"The commemorative
practices that have accumulated about the figure of Columbus can doubtless be
criticized for reproducing [(reproduzieren)] over and over again the dubious
dichotomies of Middle Ages and Modernity, dogmatism and enlightenment,
knowledge rooted in authority and knowledge rooted in empirical investigation, flat
world and round earth; and so not just [for] reproducing [(nachformen)] the flat
earth error, but [for] positively contributing to its establishment. But that with the exception of [professional
historians committed to] the historical sciences understood in the broadest
sense, no one thinks to question critically the comprehensive darkening and flattening
of the Middle Ages; indeed, that even the mass-medial corrections issued at
regular intervals in books, films, and magazines [produced] for popular
consumption appear to achieve at best a short-term Aha! effect before once more
giving way to the picture of a disk-shaped Middle Ages—[all of this] shows that
this type of discourse [(Diskursfigur)] is granted in the public consciousness afterwards
just as before the status of an historical fact, and that the fiction
[(Erzälung)] of a period of cosmo-, geo-, and ethnographical ignorance ended by
Columbus meets obviously a need for [the] construction of historical meaning [(historischer Sinnstiftung)] that the 'true history [(Realhistorie)]' cannot—or
can only with difficulty—satisfy.
"One is almost tempted to speak of
the scene [(Auftritt)] of the discoverer of America before the Talavera Commission
[reproduced, for example, on the Columbus doors of the U.S. Capitol] as a mythologue
[(Mythologem)]. Like most myths [(Mythen)], the [one] compressed into this scene [(Szene)] of the demonstration of the spherical shape of the
earth does [but] one [thing]: it explains
the present—and as it became, so it is.
Enabled thereby is a positioning of modern man in time (important
at none other than a time of global spatial expansion [(Entgrenzung)]),
and the dissociation [of him] from [(Abgrenzung gegenüber)] an Other
experienced as foreign, primitive, threatening, etc. In 'reality' the world of the Middle Ages may [?!] have been less flat than many moderns believe.

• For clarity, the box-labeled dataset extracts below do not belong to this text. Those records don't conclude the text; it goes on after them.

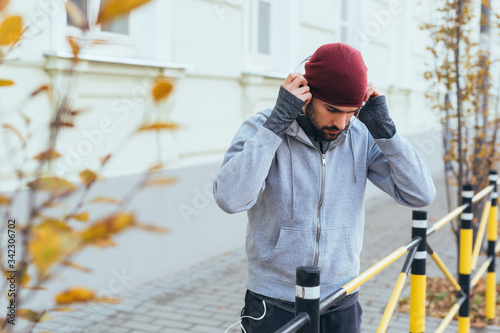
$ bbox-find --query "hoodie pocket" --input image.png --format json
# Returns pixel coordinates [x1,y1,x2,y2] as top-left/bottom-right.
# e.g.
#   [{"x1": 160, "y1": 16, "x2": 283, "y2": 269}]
[
  {"x1": 318, "y1": 226, "x2": 359, "y2": 285},
  {"x1": 261, "y1": 227, "x2": 316, "y2": 284}
]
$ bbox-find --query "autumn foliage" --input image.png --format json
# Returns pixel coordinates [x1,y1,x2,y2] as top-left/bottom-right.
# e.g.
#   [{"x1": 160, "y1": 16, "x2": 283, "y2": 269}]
[{"x1": 0, "y1": 0, "x2": 178, "y2": 331}]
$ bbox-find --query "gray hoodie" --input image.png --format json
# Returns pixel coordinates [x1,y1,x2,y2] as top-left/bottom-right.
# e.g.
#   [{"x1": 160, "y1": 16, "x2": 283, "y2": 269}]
[{"x1": 214, "y1": 109, "x2": 436, "y2": 302}]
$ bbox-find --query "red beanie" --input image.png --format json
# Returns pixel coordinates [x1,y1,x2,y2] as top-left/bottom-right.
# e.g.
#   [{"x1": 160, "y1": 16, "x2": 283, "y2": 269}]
[{"x1": 304, "y1": 43, "x2": 367, "y2": 106}]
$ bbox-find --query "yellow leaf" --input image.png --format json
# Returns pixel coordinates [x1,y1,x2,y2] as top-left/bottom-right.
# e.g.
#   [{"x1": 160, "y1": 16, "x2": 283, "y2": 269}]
[
  {"x1": 145, "y1": 178, "x2": 177, "y2": 186},
  {"x1": 61, "y1": 261, "x2": 92, "y2": 273},
  {"x1": 134, "y1": 223, "x2": 170, "y2": 234},
  {"x1": 0, "y1": 15, "x2": 23, "y2": 45},
  {"x1": 96, "y1": 296, "x2": 122, "y2": 304},
  {"x1": 90, "y1": 197, "x2": 121, "y2": 204},
  {"x1": 137, "y1": 122, "x2": 179, "y2": 132},
  {"x1": 0, "y1": 79, "x2": 14, "y2": 87},
  {"x1": 80, "y1": 212, "x2": 135, "y2": 242},
  {"x1": 0, "y1": 0, "x2": 9, "y2": 10},
  {"x1": 27, "y1": 177, "x2": 76, "y2": 194},
  {"x1": 56, "y1": 287, "x2": 96, "y2": 304},
  {"x1": 40, "y1": 217, "x2": 72, "y2": 231},
  {"x1": 67, "y1": 36, "x2": 80, "y2": 59},
  {"x1": 97, "y1": 0, "x2": 151, "y2": 24},
  {"x1": 68, "y1": 212, "x2": 89, "y2": 222},
  {"x1": 23, "y1": 286, "x2": 47, "y2": 290},
  {"x1": 17, "y1": 309, "x2": 52, "y2": 323},
  {"x1": 50, "y1": 306, "x2": 74, "y2": 312},
  {"x1": 79, "y1": 169, "x2": 97, "y2": 187},
  {"x1": 3, "y1": 124, "x2": 24, "y2": 142},
  {"x1": 31, "y1": 84, "x2": 52, "y2": 97},
  {"x1": 29, "y1": 222, "x2": 80, "y2": 276},
  {"x1": 0, "y1": 195, "x2": 11, "y2": 206},
  {"x1": 90, "y1": 236, "x2": 117, "y2": 248},
  {"x1": 66, "y1": 0, "x2": 89, "y2": 29},
  {"x1": 149, "y1": 163, "x2": 163, "y2": 171},
  {"x1": 33, "y1": 150, "x2": 62, "y2": 161},
  {"x1": 151, "y1": 78, "x2": 174, "y2": 103}
]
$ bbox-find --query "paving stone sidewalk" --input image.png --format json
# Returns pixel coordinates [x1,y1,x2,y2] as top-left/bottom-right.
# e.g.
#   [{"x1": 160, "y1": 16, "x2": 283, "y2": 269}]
[{"x1": 35, "y1": 179, "x2": 500, "y2": 333}]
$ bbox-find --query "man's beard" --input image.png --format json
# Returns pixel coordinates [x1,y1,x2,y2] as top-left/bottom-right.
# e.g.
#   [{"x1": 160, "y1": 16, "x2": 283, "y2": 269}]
[{"x1": 306, "y1": 103, "x2": 340, "y2": 141}]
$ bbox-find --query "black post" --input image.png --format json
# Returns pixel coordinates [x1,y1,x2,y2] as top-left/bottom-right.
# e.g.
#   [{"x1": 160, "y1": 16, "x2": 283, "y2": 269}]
[
  {"x1": 295, "y1": 266, "x2": 320, "y2": 333},
  {"x1": 410, "y1": 210, "x2": 427, "y2": 333},
  {"x1": 458, "y1": 184, "x2": 474, "y2": 332}
]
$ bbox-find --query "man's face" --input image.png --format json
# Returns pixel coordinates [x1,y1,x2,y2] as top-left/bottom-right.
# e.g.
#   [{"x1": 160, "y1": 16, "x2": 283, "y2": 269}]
[{"x1": 306, "y1": 97, "x2": 358, "y2": 141}]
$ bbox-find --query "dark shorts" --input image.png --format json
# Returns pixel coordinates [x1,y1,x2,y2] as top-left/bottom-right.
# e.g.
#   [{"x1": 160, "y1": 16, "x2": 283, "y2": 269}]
[{"x1": 241, "y1": 290, "x2": 363, "y2": 333}]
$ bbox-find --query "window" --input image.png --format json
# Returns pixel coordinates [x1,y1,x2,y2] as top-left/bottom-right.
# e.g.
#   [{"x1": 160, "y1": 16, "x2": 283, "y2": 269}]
[
  {"x1": 244, "y1": 0, "x2": 292, "y2": 73},
  {"x1": 248, "y1": 0, "x2": 272, "y2": 55},
  {"x1": 67, "y1": 0, "x2": 130, "y2": 35}
]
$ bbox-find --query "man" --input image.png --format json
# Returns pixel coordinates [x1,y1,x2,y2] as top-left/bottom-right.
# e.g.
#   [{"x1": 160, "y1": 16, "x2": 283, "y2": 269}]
[{"x1": 214, "y1": 43, "x2": 436, "y2": 333}]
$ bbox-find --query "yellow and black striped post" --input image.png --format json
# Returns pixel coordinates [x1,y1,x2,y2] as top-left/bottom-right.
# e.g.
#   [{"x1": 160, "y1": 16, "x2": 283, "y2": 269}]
[
  {"x1": 486, "y1": 170, "x2": 498, "y2": 320},
  {"x1": 410, "y1": 210, "x2": 427, "y2": 333},
  {"x1": 295, "y1": 266, "x2": 320, "y2": 333},
  {"x1": 458, "y1": 184, "x2": 474, "y2": 333}
]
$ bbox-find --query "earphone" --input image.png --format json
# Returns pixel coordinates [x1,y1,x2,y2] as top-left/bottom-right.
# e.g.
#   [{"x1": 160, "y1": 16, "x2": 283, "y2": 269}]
[
  {"x1": 293, "y1": 56, "x2": 312, "y2": 73},
  {"x1": 224, "y1": 301, "x2": 267, "y2": 333}
]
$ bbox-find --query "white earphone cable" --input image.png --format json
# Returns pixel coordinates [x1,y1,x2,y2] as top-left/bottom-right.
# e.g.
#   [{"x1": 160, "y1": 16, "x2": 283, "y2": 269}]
[{"x1": 224, "y1": 301, "x2": 267, "y2": 333}]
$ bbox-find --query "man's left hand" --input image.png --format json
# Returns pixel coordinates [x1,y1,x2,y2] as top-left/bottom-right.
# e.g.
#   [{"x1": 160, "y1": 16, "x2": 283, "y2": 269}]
[{"x1": 364, "y1": 82, "x2": 381, "y2": 102}]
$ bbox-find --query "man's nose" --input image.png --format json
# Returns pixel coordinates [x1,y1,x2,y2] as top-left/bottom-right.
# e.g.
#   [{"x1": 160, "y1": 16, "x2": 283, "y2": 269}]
[{"x1": 332, "y1": 114, "x2": 349, "y2": 130}]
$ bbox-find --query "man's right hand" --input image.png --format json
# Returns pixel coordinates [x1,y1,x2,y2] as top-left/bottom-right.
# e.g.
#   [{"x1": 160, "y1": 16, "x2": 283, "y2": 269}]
[
  {"x1": 263, "y1": 73, "x2": 312, "y2": 138},
  {"x1": 283, "y1": 73, "x2": 312, "y2": 111}
]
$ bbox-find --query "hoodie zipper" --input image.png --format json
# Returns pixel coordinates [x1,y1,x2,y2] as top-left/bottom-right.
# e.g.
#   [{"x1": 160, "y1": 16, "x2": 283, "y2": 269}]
[{"x1": 314, "y1": 152, "x2": 326, "y2": 266}]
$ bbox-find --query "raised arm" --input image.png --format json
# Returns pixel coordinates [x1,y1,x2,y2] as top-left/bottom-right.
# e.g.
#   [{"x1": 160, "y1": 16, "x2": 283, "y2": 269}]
[
  {"x1": 213, "y1": 73, "x2": 311, "y2": 213},
  {"x1": 359, "y1": 84, "x2": 436, "y2": 207}
]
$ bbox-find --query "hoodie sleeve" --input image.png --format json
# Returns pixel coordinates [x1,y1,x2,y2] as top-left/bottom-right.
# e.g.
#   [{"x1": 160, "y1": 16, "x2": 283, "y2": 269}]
[
  {"x1": 213, "y1": 115, "x2": 283, "y2": 213},
  {"x1": 368, "y1": 132, "x2": 436, "y2": 208}
]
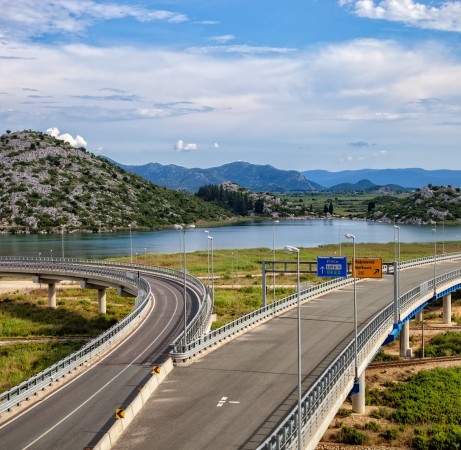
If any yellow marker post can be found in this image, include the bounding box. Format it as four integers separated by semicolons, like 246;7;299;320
352;258;383;278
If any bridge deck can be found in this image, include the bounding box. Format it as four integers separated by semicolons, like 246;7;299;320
115;261;460;450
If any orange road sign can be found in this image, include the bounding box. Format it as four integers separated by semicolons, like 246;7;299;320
352;258;383;278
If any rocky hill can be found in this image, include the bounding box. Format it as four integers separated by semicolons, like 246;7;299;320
0;131;229;232
368;184;461;224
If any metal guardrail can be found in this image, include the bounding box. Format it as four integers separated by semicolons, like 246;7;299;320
172;278;353;361
172;253;461;361
257;253;461;450
0;257;207;413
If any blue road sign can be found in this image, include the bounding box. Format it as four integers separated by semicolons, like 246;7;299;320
317;256;347;278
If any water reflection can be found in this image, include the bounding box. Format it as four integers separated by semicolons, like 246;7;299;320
0;220;461;262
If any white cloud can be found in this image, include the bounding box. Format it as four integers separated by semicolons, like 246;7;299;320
0;0;188;36
174;139;198;152
46;127;88;147
188;45;295;54
210;34;235;44
0;34;461;169
339;0;461;32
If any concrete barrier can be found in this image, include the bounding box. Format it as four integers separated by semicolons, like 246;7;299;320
93;358;173;450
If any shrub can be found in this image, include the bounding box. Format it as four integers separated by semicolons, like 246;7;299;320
336;408;352;417
363;420;381;433
370;406;390;419
338;427;369;445
379;428;399;442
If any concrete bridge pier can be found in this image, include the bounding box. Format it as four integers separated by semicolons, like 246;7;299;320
443;293;451;325
351;371;365;414
98;288;106;314
400;321;412;358
48;283;56;309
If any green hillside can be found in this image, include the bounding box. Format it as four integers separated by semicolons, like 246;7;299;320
0;131;229;233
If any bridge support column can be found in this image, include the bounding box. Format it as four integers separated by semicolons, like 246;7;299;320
98;288;106;314
351;371;365;414
48;283;56;308
443;294;451;325
400;321;412;358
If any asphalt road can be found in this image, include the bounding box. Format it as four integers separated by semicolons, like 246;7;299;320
0;275;198;450
114;262;461;450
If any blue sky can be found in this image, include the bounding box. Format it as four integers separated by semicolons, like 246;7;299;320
0;0;461;171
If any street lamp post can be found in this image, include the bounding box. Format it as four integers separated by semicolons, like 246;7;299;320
129;223;133;264
174;224;195;348
284;245;302;450
208;236;214;305
272;220;280;302
205;230;210;289
345;233;359;383
61;225;64;259
432;226;437;297
394;225;400;323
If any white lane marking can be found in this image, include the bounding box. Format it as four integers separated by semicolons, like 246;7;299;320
0;280;179;450
216;397;240;408
216;397;227;408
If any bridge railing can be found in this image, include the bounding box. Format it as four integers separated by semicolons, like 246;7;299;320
0;258;152;412
172;278;352;361
0;256;209;344
0;257;208;413
257;254;461;450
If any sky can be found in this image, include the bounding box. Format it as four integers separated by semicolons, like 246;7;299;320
0;0;461;171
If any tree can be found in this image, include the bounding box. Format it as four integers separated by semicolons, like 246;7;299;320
255;198;264;214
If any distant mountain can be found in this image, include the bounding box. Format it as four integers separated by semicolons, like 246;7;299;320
119;161;323;192
0;131;230;233
302;168;461;188
325;180;413;193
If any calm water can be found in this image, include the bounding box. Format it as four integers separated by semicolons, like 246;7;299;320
0;220;461;262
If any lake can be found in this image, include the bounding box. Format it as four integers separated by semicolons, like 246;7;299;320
0;219;461;262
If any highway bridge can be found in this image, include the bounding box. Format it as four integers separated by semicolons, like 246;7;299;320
0;254;461;449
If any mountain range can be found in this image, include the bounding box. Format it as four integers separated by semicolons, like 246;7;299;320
119;161;322;192
116;161;461;193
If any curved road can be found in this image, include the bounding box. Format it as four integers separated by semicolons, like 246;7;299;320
0;274;198;450
114;261;461;450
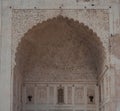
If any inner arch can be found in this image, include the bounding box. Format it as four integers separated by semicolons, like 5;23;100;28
14;16;105;111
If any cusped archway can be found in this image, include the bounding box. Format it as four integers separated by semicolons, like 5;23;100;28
14;16;105;111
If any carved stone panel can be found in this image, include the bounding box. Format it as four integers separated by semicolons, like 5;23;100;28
67;86;72;104
26;86;35;104
49;86;54;104
87;87;95;104
37;86;47;104
75;87;84;104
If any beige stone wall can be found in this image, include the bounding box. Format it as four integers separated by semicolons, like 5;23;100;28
0;0;120;111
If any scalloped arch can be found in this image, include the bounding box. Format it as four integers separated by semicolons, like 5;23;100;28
14;16;105;80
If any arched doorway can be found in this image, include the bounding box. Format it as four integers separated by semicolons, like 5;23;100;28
14;16;104;111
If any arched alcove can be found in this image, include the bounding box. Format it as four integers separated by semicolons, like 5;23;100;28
14;16;105;111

But [summoning up] the will to correct the error [(Den Irrtum
korrigieren zu wollen)] has turned out to be [a] rather hopeless
undertaking: Se non è vero, è ben trovato. If not true, it is
nevertheless well invented. As one puts
it with felicity today, it makes simply too much sense." Thomas Reinhardt, "Die Erfindung der flachen Erde: der Mythos Kolumbus und die Konstruktion der Epochenschwelle zwischen Mittelalter und Neuzeit," Paideuma: Mitteilungen zur Kulturkunde 53 (2007): 175-176 (161-180).